Former Alabama Senate candidate Roy Moore is long past the need for campaign contributions, but that didn't stop him from pleading with supporters to help pay his hefty legal fees incurred trying to fight sexual misconduct allegations.
The Republican, who lost to Democrat Doug Jones in a Dec. 12 runoff to replace Attorney General Jeff Sessions, took to Facebook late Thursday to tell supporters he faces "another vicious attack from lawyers in Washington D.C. and San Francisco who have hired one of the biggest firms in Birmingham Alabama to bring another legal action against me and ensure that I never fight again."
Moore is asking for supporters to donate $250,000 to help him pay off his legal fees.
Starting in early November 2017, Moore faced accusations from eight women that he engaged in sexual misconduct, including that he initiated a sexual encounter with a 14-year-old girl in 1979 when he was 32. Moore denied all of the claims and steadfastly remained in the race, even as members of his own party called for him to drop out.
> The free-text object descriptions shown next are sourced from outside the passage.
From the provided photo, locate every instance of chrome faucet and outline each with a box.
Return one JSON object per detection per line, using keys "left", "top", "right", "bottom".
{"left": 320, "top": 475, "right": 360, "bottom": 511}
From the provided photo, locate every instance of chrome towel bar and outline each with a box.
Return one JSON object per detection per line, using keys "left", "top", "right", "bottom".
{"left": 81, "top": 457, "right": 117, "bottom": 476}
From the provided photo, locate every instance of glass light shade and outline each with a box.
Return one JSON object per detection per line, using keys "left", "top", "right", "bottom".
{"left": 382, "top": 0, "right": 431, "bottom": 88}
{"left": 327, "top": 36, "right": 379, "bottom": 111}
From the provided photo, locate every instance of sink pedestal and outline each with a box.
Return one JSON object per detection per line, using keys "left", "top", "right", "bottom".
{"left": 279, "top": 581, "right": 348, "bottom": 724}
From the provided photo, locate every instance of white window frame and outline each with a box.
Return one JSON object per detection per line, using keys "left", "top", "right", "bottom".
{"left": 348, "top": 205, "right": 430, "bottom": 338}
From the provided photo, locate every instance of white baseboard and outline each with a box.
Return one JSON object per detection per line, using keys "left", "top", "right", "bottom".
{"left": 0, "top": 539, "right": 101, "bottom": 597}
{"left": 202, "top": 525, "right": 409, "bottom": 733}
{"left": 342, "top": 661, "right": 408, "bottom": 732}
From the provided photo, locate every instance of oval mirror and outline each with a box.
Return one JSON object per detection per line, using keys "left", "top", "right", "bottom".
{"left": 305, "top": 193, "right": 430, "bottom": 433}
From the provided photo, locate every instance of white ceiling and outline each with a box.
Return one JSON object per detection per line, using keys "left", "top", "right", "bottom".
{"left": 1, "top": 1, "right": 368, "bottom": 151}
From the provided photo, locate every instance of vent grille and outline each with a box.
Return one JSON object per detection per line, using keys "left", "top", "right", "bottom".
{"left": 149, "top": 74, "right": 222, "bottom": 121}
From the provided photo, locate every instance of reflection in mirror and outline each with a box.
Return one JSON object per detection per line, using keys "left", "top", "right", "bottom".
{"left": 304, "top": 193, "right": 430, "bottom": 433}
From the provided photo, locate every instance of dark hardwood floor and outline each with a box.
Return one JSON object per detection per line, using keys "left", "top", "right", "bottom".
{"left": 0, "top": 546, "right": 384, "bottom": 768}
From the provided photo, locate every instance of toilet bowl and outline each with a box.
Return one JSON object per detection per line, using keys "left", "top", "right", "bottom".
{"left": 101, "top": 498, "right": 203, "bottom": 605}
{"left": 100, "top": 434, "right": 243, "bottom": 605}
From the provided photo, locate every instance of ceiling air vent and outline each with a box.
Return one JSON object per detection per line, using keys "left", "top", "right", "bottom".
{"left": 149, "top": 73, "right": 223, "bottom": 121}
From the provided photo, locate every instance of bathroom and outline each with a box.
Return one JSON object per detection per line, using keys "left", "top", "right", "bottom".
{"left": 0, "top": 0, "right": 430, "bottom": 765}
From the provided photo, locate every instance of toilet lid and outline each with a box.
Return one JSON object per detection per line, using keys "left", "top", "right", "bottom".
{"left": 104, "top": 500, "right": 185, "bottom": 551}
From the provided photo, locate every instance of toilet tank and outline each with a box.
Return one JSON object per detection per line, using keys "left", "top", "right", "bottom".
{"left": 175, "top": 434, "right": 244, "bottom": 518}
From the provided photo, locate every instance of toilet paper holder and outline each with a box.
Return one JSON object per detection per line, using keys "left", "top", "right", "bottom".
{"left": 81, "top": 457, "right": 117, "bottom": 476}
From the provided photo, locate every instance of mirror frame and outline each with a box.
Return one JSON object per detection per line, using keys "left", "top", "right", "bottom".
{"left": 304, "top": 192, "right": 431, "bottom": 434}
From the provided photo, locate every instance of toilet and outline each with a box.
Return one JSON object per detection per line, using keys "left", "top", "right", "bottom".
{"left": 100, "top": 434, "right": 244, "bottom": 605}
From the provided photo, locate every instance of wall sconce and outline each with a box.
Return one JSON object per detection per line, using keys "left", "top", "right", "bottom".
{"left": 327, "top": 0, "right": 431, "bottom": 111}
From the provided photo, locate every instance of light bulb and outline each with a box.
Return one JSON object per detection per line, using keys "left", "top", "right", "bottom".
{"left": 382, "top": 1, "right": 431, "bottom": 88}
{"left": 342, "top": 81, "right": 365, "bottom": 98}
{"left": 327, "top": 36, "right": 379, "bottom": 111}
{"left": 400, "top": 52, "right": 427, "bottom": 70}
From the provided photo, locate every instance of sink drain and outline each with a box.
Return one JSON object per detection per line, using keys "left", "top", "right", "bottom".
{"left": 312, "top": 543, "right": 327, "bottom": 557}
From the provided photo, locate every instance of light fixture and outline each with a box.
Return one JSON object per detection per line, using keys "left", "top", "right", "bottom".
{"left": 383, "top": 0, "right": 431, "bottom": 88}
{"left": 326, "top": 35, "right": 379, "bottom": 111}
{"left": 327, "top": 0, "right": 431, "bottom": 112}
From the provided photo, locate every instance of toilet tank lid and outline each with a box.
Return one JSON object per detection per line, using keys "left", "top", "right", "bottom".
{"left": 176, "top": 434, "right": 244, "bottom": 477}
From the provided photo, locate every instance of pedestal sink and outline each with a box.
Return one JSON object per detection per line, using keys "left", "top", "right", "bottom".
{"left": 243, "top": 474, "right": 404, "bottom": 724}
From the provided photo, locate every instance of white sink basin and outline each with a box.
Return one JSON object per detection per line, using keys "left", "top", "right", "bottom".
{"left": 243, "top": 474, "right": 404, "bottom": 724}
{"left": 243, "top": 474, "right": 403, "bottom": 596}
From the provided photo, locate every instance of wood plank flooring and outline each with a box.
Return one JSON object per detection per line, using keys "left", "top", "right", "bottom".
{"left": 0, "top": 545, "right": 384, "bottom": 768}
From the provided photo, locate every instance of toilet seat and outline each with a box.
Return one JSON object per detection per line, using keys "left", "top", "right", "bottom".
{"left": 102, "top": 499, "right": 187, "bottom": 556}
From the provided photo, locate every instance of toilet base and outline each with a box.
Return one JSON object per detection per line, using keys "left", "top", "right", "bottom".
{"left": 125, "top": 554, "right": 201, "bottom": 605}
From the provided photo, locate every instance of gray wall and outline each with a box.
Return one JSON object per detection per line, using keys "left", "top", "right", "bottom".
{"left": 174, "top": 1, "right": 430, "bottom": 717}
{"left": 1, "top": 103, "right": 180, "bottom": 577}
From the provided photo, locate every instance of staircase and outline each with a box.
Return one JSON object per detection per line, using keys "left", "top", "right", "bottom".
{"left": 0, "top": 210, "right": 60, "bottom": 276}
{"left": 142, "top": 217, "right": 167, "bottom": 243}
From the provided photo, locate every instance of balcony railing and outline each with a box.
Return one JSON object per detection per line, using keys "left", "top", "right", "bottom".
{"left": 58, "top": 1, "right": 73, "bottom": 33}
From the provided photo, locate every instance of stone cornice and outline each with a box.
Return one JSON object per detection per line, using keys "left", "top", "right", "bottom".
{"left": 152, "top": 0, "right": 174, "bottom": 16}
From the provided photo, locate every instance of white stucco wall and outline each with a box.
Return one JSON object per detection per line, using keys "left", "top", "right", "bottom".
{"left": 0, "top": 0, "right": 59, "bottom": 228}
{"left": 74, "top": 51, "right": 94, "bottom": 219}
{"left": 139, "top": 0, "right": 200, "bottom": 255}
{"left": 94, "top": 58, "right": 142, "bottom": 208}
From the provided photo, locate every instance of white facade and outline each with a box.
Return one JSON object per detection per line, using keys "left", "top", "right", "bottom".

Leigh Corfman, the women who claims Moore assaulted her at 14, sued Moore for defamation in January, according to The Washington Post.
Also contributing to Moore's legal costs, the former Alabama chief justice filed a lawsuit in late December after losing to Jones, trying to prevent the results of the special election from being certified. The case was tossed out by Alabama circuit judge Johnny Hardwick on the same day results were certified on Dec. 28.
"I have lawyers who want to help but they are not without cost and besides their fees, legal expenses could run over $100,000," Moore wrote on Thursday. "I have had to establish a legal defense fund, anything you give will be appreciated."
As he did throughout his losing campaign, Moore attacked the "liberal media" in his plea for donations and wrote, "Gays, lesbians, and transgenders have joined forces with those who believe in abortion, sodomy, and destruction of all that we hold dear. Unless we stand together we will lose our Country."
Moore admits in the letter that his funds are "depleted" and he has "struggled to make ends meet." The candidate raised over $6.1 million during the special election, according to the Center for Responsive Politics, an independent nonprofit which tracks campaign donations, and spent all but $48,771.
"Please send a generous gift today to the Roy Moore Legal Defense Fund to help me defeat, once and for all, those who would destroy America in order to usher in their anti-Christian 'kingdom,'" Moore asks.